Краем глаза Не-Маркетинг заметил, что старуха, которая только что смотрела на него столь ужасным взглядом, всё же поднялась с четверенек.

Тем временем, шофер пазика неодобрительно покачал головой, соглашаясь с порицающими словами Не-Маркетинга.

– Не мерзость... Римская администрация не позволила бы совершить каннибализм. Поэтому всю историю должна была подготовить большая и тщательно законспирированная организация заговорщиков. Да, вот ещё что: жертва Иисуса, действительно, была совершенно добровольной, – чуть тише, чем прежде, проговорил чрезвычайно нарядно одетый журналист, но это уже было всё равно, потому что кругом воцарилась почти что тишина, если не считать звуков из удаленных пределов храма, и все вслушивались в его слова, как бы приглушенно он их не произносил.

– Добровольной?!.. – переспросил Не-Маркетинг. Стоявший теперь рядом с ним шофер в крайнем удивлении пучил глаза.

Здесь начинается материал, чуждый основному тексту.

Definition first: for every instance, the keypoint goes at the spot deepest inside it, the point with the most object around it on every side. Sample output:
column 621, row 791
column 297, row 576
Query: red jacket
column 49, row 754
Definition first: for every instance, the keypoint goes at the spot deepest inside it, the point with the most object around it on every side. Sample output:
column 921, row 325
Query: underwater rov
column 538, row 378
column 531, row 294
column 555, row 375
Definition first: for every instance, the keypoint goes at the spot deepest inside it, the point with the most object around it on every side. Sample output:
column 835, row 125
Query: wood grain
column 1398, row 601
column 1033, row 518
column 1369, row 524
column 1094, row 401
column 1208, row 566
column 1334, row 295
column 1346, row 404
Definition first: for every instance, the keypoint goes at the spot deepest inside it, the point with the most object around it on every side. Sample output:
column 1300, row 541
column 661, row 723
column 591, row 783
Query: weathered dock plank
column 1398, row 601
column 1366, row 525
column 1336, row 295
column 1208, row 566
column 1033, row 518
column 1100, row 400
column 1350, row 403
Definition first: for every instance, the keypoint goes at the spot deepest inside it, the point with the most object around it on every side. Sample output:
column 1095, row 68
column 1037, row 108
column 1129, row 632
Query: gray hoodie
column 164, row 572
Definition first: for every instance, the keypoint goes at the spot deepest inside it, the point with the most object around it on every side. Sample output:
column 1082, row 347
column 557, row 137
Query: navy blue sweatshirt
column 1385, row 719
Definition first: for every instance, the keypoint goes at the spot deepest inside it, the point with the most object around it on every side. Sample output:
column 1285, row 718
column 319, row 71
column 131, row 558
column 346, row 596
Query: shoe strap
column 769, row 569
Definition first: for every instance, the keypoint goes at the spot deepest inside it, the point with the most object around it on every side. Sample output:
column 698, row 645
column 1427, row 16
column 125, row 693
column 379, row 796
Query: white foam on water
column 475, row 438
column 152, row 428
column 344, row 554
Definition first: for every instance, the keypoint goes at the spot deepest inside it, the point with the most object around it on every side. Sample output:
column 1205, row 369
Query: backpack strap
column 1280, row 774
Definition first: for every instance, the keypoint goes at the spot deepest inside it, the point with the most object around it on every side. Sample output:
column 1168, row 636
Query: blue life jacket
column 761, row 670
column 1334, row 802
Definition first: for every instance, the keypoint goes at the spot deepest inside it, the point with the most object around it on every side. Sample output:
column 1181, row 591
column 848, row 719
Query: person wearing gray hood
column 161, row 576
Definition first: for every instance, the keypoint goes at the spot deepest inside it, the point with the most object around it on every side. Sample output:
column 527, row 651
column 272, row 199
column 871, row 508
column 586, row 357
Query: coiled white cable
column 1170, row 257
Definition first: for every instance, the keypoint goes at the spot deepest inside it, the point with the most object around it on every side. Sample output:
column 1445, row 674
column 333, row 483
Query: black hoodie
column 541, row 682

– Да, конечно, добровольной, – торопливо, словно опасаясь, что ему не дадут договорить, отвечал журналист. – Он пожертвовал собой ради общего дела, понимаете, он был, как... как герой Александр Матросов, которого, по мнению некоторых историков, на самом деле не было; он закрыл собой пулеметную амбразуру. Но за Христом Спасителем стояли крупные силы, восприятие его жертвы людьми было тщательно подготовлено. Понимаете, ведь в то время вообще в этом плане было и гораздо проще: народ был совершенно темный, средств массовой информации не было никаких. Возможности для пропаганды были самые фантастические! Всё, всё в истории Христа Спасителя доказывает, что это был заговор и манипуляция, и пропаганда! Как он въехал в Иерусалим! Как он въехал в Иерусалим! Смотрите, как он въехал в Иерусалим!

– Как? – совершенно глупо переспросил шофер автобуса.

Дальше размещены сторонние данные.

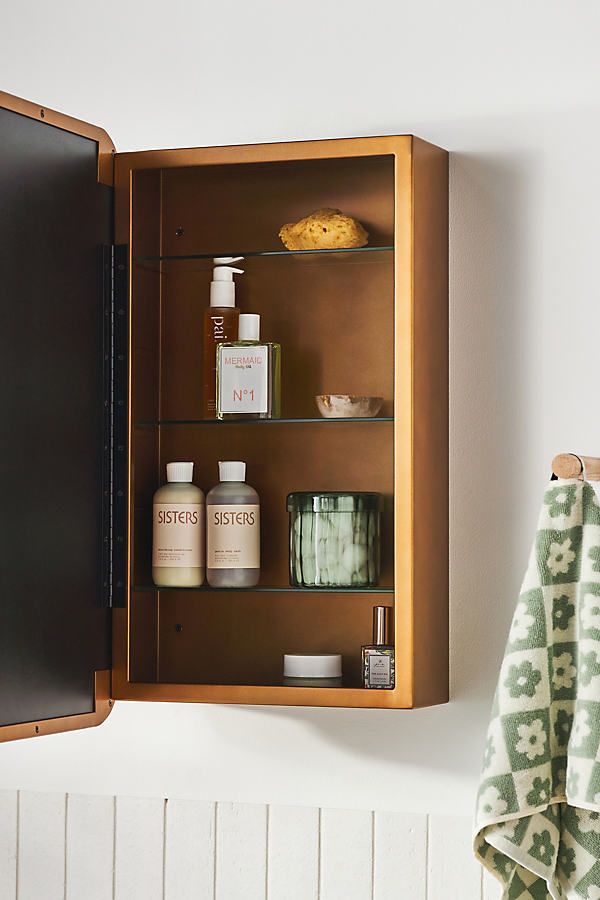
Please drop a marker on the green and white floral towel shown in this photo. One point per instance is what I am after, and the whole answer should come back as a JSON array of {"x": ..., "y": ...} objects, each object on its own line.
[{"x": 538, "y": 815}]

– Он послал апостолов взять осла, специально подготовленного для въезда. Всё уже было специально подготовлено! Апостолы пришли по указанному Христом адресу, назвали фразу «осел нужен Господу» – пароль! И осла предоставили! Разве такое могло произойти, без того, чтобы быть тщательно и заранее подготовленным?! А дальше... Иисус въезжает в Иерусалим: тамошняя встреча тоже подготовлена – некие люди провозглашают его царем!.. Я вам говорил – обреченного быть жертвой величали всегда царем, и кидают ему под ноги свои одежды! Встреча триумфальная!

– Это были его ученики и последователи! – возразил Не-Маркетинг.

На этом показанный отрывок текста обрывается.